Solo Brands, Inc. (NYSE: SBDS), a leading portfolio of lifestyle brands, announced its financial results for the fourth quarter and full year ended December 31, 2025. The company reported a net sales decline of 34.5% in Q4 2025, totaling $94.0 million, down from $143.5 million in the same quarter of the previous year. This decline was primarily attributed to decreased sales in both direct-to-consumer and retail channels, particularly within the Solo Stove segment. Despite the revenue drop, the company managed to reduce selling, general, and administrative expenses by 38.8%, resulting in a significant improvement in adjusted EBITDA, which rose to $9.6 million, or 10.2% of net sales, compared to $6.3 million, or 4.4% of net sales, in the prior year.

John Larson, President and CEO, stated, "Fiscal 2025 was a year of significant change for Solo Brands. We took decisive actions to simplify the organization, better align our channel strategy with key retail partners, reduce our cost base, and sharpen our focus on profitability and cash generation. Despite a substantial revenue decline, management actions drove a 39% reduction in fourth quarter SG&A, a significant improvement in Adjusted EBITDA, and positive operating cash flow for the third consecutive quarter."

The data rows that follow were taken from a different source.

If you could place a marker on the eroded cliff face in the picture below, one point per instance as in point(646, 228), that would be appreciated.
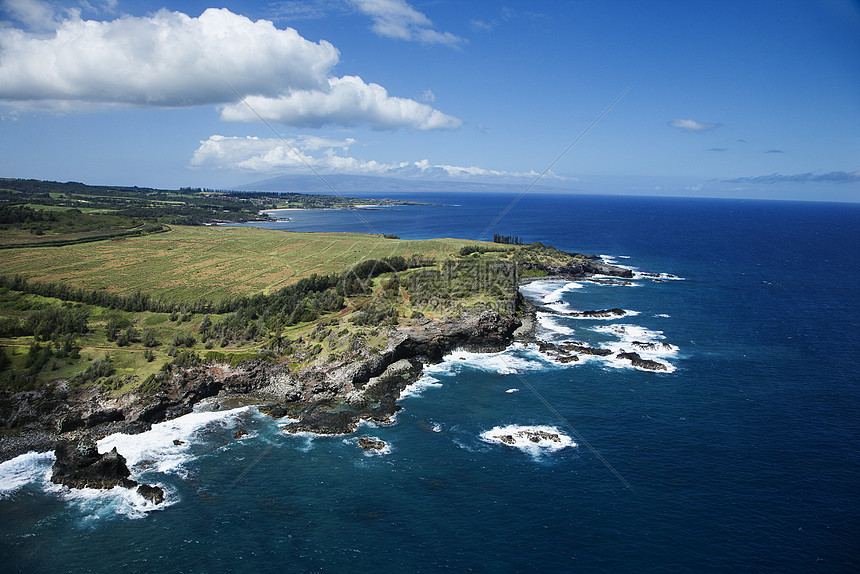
point(330, 396)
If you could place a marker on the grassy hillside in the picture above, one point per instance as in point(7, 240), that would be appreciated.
point(188, 263)
point(285, 296)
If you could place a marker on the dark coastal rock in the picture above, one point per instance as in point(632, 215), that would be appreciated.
point(320, 419)
point(651, 346)
point(603, 281)
point(601, 313)
point(105, 416)
point(154, 494)
point(371, 443)
point(582, 268)
point(642, 363)
point(80, 465)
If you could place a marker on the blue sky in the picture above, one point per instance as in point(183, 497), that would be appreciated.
point(726, 98)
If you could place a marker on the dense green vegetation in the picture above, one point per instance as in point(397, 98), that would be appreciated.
point(185, 206)
point(100, 299)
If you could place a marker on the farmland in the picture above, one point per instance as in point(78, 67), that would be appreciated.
point(189, 263)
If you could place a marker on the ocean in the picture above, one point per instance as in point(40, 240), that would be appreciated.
point(743, 455)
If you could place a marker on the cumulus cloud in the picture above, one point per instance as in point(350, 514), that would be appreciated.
point(170, 59)
point(809, 177)
point(347, 101)
point(273, 155)
point(397, 19)
point(692, 125)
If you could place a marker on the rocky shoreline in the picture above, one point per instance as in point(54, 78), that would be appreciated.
point(328, 398)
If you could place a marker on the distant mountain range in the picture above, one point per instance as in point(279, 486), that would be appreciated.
point(368, 183)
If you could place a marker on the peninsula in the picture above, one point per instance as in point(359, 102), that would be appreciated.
point(118, 333)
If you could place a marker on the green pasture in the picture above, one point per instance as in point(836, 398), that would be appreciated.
point(214, 262)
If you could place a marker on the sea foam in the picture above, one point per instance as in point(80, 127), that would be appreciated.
point(534, 440)
point(166, 447)
point(30, 468)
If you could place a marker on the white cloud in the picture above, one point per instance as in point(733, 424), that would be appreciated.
point(397, 19)
point(273, 155)
point(693, 125)
point(170, 59)
point(347, 101)
point(32, 13)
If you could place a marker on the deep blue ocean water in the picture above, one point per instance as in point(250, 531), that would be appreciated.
point(743, 458)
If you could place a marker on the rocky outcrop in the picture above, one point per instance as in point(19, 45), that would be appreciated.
point(80, 465)
point(580, 267)
point(638, 361)
point(334, 399)
point(371, 443)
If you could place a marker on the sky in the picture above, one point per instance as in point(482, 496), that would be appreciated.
point(706, 98)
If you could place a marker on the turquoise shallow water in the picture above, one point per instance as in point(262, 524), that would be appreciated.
point(744, 457)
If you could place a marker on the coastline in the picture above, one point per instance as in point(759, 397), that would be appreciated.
point(329, 398)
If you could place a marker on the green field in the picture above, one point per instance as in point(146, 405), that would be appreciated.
point(189, 263)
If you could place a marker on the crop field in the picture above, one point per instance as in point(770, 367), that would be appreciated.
point(188, 263)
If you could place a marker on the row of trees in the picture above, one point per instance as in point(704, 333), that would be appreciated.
point(507, 239)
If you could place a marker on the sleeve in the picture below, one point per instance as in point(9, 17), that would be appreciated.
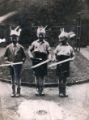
point(56, 50)
point(23, 54)
point(6, 55)
point(31, 48)
point(48, 48)
point(72, 53)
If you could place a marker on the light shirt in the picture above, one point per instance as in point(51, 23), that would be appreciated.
point(38, 46)
point(64, 50)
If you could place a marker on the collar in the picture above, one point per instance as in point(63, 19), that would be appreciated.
point(41, 41)
point(16, 45)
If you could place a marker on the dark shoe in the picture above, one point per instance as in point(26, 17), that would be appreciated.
point(18, 92)
point(13, 95)
point(65, 95)
point(61, 95)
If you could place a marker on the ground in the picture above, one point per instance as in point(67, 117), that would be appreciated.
point(48, 107)
point(79, 71)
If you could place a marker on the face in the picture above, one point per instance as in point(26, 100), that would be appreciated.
point(41, 37)
point(14, 39)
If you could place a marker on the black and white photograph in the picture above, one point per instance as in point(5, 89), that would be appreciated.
point(44, 59)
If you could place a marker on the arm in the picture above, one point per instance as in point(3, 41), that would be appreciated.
point(30, 49)
point(49, 52)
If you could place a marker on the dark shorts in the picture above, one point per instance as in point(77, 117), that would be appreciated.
point(63, 68)
point(41, 70)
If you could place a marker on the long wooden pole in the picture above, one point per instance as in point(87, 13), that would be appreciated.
point(39, 64)
point(10, 64)
point(60, 62)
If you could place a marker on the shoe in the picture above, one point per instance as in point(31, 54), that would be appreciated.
point(18, 95)
point(61, 95)
point(36, 93)
point(65, 95)
point(13, 95)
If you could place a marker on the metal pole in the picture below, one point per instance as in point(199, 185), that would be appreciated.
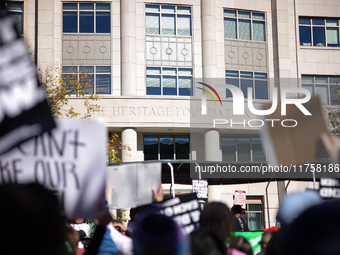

Looking ahead, Solo Brands aims to advance a more efficient organizational model while focusing on channel, market, and product-level profitability to guide growth decisions. The company continues to invest in innovation, launching new products such as a fire pit series and a women's swimwear line from Chubbies, while also pursuing select international opportunities. The company reported a net loss of $83.2 million for Q4 2025, compared to a net loss of $58.2 million in Q4 2024. Adjusted net income for the quarter was $2.3 million, flat compared to the previous year. The company’s total assets as of December 31, 2025, were reported at $360.3 million, with total liabilities of $308.9 million, resulting in total equity of $51.4 million. The company’s strategic transformation positions it as a smaller, profit-focused organization, aiming to convert future revenue growth into earnings and cash flow more efficiently.